What about from law students?
The #DropExxon protests really tapped into how many law students want to have their careers align with a livable future for our planet. We’ve had a very positive outpouring from law students. I’ve had multiple people reach out and say “I’m interested in maybe spending some time at a law firm but I’m really concerned about climate change, and I don’t want to work for a firm that’s doing the most to support fossil fuel transactions or the like.” The Law Firm Climate Change Scorecard is a long overdue resource and insight into the role of law firms in the climate crisis that they needed. We’ve had a lot of positive feedback from practicing lawyers as well.
How does this compare to the trajectory of representation of the tobacco industry when the public and local governments started holding them accountable?
What we’re doing is very much part of a long line of activism by the legal industry and law students to expose the role of law firms in getting these industries off the hook. For example, during Apartheid — there were boycotts of law firms that were continuing to support South Africa and various industries there despite global efforts to hold them accountable. And as we saw with tobacco, law firms were fighting tooth and nail to ensure that tobacco companies evaded accountability. It’s very similar to what’s happening with climate change. Numerous states and localities are seeing the real life impacts of climate change and having to front the bill, and these law firms are supporting the fossil fuel industry against the public.

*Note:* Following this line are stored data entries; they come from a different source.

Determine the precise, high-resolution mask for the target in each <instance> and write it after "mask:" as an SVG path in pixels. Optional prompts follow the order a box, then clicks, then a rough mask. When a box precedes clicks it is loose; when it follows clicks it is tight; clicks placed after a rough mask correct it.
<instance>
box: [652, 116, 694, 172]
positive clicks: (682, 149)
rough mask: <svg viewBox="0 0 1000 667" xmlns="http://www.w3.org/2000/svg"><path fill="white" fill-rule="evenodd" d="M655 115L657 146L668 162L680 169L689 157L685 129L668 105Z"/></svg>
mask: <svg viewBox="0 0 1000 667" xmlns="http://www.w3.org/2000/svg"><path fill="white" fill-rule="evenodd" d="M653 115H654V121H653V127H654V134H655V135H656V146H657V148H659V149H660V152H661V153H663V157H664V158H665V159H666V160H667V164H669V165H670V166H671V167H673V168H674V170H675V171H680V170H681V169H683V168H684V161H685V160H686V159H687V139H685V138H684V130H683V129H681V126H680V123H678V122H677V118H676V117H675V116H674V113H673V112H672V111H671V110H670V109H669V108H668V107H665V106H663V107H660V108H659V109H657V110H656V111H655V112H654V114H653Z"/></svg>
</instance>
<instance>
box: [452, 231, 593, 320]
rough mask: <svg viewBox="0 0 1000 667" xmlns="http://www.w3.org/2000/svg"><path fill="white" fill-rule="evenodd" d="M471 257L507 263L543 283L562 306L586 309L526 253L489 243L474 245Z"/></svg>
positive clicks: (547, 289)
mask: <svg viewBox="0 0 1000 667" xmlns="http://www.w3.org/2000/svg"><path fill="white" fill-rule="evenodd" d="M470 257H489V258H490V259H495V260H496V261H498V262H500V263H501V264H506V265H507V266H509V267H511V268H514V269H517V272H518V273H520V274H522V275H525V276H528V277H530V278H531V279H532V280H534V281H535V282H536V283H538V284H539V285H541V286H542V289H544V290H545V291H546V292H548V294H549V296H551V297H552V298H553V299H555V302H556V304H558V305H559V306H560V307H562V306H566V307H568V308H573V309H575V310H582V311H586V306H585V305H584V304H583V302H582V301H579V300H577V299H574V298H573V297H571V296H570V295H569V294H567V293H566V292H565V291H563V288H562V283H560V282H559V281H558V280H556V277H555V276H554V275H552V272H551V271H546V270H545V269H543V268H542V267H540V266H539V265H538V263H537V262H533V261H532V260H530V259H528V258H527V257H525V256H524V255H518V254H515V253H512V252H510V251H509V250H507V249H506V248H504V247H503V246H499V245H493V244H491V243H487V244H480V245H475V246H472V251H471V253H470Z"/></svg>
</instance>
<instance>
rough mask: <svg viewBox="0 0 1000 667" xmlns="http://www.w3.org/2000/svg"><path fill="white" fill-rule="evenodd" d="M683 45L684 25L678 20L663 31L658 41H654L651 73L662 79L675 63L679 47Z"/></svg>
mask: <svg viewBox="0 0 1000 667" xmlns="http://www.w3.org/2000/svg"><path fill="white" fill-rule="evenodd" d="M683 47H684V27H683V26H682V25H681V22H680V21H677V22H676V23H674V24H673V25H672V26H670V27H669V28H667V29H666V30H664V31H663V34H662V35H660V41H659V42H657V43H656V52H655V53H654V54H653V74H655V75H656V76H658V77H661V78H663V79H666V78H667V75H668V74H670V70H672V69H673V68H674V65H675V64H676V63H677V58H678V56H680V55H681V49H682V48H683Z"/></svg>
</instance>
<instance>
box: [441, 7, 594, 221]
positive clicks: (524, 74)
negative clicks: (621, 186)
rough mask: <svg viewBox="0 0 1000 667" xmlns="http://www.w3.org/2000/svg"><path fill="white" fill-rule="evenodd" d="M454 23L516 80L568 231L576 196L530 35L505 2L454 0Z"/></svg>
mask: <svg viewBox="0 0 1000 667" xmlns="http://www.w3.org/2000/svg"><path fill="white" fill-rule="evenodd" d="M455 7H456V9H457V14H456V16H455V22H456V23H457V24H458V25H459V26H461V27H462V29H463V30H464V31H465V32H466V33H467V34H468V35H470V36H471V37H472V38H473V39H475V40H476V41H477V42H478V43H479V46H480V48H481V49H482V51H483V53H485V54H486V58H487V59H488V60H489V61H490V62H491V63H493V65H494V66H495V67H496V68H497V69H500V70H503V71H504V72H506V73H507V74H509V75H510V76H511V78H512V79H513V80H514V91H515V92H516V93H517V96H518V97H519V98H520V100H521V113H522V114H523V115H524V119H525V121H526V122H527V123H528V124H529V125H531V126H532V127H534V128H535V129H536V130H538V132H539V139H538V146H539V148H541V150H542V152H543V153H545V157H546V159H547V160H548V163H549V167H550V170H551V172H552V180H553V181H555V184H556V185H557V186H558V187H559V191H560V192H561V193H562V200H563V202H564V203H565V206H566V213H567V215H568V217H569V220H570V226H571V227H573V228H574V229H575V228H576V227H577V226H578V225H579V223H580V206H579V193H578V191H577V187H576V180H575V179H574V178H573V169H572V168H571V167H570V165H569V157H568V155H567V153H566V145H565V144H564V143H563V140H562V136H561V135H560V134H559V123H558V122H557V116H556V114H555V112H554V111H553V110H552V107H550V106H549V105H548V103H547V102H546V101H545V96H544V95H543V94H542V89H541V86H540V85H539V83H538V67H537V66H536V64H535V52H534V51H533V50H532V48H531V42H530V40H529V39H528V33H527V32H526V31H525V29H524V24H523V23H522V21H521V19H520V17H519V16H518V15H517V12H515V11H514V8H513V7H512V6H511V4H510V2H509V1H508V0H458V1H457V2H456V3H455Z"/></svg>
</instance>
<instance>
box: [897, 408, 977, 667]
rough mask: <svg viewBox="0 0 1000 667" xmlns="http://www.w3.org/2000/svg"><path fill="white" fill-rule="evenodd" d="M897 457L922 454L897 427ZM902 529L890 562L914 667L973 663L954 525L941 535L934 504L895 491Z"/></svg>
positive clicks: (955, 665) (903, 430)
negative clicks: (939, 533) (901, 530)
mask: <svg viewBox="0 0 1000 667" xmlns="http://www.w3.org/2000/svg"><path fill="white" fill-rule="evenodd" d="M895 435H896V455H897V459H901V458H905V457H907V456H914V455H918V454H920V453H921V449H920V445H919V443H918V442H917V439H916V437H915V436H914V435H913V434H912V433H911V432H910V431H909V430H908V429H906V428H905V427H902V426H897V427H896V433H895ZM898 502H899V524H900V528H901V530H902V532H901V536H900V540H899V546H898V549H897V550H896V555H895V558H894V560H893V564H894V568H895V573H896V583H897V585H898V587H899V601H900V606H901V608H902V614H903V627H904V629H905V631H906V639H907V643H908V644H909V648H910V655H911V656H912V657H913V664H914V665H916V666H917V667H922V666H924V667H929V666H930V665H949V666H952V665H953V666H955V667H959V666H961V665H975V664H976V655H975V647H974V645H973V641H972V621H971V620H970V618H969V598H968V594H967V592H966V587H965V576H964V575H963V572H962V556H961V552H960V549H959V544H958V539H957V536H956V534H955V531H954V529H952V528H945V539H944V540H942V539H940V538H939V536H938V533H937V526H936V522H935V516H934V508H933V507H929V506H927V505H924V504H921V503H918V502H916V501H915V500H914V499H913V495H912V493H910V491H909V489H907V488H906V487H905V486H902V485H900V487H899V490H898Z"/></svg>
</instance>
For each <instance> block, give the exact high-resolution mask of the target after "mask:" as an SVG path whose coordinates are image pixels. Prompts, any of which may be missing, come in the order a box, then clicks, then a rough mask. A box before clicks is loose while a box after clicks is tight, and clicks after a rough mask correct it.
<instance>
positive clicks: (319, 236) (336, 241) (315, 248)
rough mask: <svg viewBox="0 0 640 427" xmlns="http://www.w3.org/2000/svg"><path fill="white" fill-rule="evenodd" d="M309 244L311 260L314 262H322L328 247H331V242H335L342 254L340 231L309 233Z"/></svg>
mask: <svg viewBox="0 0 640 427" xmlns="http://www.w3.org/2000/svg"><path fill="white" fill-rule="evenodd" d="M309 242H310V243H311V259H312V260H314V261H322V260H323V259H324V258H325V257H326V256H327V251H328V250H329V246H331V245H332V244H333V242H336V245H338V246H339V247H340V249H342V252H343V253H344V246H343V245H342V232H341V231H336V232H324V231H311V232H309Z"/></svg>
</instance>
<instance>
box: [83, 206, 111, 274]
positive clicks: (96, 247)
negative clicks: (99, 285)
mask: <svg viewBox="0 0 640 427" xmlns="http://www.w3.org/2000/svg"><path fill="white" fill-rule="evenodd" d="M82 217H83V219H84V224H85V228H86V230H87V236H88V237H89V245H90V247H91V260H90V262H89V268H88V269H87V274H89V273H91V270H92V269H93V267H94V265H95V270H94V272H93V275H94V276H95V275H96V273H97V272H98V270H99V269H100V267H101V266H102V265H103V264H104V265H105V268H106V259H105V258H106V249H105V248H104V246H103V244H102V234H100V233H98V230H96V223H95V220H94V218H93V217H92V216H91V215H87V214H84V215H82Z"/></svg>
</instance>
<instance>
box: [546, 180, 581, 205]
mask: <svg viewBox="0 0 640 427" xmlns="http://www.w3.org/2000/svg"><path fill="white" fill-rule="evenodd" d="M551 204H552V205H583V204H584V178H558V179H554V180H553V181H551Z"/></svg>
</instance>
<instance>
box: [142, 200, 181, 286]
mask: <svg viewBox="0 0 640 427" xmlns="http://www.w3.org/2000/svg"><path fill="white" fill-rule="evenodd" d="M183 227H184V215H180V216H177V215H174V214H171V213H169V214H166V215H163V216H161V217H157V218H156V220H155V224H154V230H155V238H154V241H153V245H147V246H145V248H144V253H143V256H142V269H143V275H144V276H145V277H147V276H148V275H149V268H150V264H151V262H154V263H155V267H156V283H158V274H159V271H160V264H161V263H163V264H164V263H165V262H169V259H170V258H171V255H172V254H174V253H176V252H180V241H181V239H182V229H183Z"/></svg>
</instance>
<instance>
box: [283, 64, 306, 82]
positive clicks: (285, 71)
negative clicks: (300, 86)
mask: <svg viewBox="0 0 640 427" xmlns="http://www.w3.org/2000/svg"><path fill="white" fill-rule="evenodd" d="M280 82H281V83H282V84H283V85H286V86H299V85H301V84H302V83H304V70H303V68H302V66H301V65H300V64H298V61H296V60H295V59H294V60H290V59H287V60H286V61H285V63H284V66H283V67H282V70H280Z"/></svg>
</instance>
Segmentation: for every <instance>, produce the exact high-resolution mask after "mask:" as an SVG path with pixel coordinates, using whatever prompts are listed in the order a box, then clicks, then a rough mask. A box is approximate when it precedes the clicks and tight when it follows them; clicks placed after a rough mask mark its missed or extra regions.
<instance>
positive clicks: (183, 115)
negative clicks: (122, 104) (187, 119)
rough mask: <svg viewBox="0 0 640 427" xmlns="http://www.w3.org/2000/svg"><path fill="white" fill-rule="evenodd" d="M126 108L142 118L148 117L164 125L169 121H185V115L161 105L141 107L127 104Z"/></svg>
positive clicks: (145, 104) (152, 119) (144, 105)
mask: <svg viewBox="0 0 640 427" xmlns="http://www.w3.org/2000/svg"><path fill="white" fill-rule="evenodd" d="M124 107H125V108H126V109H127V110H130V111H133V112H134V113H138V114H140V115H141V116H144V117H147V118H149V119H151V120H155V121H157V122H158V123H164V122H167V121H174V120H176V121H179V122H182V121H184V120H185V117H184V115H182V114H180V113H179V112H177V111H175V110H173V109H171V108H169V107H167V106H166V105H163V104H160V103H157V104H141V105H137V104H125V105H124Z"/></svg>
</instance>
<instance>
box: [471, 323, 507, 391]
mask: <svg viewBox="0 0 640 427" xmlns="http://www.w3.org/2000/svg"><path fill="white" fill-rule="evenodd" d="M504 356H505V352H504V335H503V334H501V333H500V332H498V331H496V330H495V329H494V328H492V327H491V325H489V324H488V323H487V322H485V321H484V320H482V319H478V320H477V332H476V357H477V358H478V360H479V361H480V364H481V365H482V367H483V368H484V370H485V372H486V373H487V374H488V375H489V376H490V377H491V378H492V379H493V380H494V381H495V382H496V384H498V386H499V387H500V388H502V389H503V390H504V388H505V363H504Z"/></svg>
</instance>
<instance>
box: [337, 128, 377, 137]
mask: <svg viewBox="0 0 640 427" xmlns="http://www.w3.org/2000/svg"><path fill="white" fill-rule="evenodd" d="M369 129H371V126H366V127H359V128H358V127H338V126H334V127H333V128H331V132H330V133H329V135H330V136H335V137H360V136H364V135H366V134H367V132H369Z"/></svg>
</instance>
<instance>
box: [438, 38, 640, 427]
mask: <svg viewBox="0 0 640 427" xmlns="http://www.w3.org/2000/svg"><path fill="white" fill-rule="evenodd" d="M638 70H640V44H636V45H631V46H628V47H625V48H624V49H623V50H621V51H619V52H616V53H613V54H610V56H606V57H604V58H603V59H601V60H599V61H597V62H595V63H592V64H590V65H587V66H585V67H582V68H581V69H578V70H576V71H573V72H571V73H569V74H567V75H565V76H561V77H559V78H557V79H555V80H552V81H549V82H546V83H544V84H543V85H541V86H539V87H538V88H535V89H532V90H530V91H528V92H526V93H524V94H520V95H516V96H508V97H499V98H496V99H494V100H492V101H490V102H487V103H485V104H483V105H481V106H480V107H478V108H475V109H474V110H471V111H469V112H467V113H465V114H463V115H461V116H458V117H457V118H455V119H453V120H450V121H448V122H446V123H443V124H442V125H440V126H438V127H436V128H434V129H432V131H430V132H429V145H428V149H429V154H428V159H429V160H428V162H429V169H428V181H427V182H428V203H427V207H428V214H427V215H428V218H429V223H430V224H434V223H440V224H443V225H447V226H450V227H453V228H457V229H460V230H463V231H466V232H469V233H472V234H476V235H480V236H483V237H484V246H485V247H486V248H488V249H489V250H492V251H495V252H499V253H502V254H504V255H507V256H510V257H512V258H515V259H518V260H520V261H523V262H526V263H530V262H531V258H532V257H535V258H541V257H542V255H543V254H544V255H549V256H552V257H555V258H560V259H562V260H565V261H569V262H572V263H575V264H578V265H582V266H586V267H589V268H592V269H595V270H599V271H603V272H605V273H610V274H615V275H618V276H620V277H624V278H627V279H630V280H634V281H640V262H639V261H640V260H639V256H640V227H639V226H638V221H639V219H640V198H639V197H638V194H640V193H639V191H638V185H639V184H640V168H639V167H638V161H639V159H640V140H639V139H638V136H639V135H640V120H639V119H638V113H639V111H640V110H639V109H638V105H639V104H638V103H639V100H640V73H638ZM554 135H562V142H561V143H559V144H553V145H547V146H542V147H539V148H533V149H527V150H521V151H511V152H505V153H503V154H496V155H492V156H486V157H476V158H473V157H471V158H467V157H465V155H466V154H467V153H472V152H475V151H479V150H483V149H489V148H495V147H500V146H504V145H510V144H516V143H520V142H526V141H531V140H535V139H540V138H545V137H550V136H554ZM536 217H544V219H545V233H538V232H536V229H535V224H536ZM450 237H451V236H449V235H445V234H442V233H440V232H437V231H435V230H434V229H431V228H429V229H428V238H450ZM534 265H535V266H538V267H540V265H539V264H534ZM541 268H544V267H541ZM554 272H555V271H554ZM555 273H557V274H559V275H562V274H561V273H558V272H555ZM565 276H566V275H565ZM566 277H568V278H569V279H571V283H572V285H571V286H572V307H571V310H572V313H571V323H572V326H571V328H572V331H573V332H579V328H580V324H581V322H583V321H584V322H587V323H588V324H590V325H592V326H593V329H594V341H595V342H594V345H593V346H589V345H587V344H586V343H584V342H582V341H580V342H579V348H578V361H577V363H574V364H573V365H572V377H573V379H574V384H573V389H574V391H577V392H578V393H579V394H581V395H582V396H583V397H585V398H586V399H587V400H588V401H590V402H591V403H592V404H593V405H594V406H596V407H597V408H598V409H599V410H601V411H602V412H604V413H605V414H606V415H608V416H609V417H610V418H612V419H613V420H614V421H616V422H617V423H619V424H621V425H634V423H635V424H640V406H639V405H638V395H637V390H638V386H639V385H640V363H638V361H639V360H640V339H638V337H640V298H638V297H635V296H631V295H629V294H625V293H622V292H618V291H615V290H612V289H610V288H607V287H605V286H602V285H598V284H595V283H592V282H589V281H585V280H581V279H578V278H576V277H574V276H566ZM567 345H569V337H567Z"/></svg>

There’s been a lot of momentum in the world of climate accountability lately. How would you characterize this moment?
This is a critical juncture.
We’re trying with Law Students for Climate Accountability to draw upon other excellent work that’s been done before us — looking at the role of banks in the climate crisis, looking at the role of institutions and tying into divestment. We see ourselves as another key piece in a movement, and the idea is that once there’s enough pressure, we’ll hit a critical point where we start to see a dramatic shift away from fossil fuels. We’re the next generation of lawyers. What kind of legal industry do we want to see and what kind of planet do we want to inhabit?